Lorsque les Lumières se diffusent en Europe au XVIIIe siècle, la chauve-souris reste un symbole d’obscurantisme et d’ignorance. Au XIXe siècle, des naturalistes européens rapportent des comportements hématophages chez des spécimens d’Amérique du Sud. Des chauves-souris “vampires” qui avaient même inspiré un dieu sanguinaire chez les Mayas : Camazotz. Ces récits de voyage inquiétants et exagérés influencent Bram Stoker dans l’écriture de son roman Dracula, en 1897. L'héritage gothique et obscur de la chauve-souris s’incarne pleinement dans le comte Dracula. 

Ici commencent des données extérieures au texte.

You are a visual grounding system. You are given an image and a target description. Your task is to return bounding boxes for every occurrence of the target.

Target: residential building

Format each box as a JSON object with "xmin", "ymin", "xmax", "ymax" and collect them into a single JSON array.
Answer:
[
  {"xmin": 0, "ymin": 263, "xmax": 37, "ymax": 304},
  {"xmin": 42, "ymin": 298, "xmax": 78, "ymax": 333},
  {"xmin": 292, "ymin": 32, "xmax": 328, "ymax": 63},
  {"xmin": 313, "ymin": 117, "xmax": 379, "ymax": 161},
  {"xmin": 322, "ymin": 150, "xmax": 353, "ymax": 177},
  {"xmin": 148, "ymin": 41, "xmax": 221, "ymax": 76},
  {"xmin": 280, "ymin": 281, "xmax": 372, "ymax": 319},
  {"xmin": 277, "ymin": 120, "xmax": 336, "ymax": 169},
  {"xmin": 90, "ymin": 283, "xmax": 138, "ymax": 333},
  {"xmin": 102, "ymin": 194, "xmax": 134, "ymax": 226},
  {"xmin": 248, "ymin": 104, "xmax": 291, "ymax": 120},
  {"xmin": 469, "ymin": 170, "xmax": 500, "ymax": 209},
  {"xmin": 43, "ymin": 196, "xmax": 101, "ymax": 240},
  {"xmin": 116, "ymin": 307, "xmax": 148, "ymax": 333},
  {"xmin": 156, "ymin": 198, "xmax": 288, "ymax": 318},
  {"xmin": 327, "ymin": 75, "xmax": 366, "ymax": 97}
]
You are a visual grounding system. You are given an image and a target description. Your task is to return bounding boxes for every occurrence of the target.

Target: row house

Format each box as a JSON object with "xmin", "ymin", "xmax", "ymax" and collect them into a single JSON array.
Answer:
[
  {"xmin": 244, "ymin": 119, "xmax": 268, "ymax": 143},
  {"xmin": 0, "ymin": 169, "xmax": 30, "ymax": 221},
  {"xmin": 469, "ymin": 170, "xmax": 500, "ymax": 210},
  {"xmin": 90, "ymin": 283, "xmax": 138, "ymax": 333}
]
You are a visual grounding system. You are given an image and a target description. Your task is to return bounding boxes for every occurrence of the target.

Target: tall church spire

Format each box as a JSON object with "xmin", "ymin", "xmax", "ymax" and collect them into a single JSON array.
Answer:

La peur de la chauve-souris s’atténue dans les années 1940, avec un héros de comics : Batman. Batman incarne un retournement positif de la phobie de la chauve-souris. Le jeune Bruce Wayne parvient à vaincre sa propre peur de l’animal et l’utilise comme une force pour terroriser ses adversaires. Comme la chauve-souris, Batman est insaisissable, indomptable et incorruptible.

En quelques décennies, les populations de chauves-souris ont été décimées par les pesticides, la déforestation, l’étalement urbain. Son rôle vital au sein de la biodiversité est mis en avant. Mangeuse de nuisibles, elle régule les populations de moustiques et pollinisent les fruits et les fleurs. Mais elle continue de souffrir d’une mauvaise réputation.

Grâce à son système immunitaire incroyablement efficace, elle transporte de nombreux virus pathogènes sans être elle-même affectée. Mais la perturbation de son habitat naturel et son commerce ont déclenché plusieurs épidémies en quelques décennies.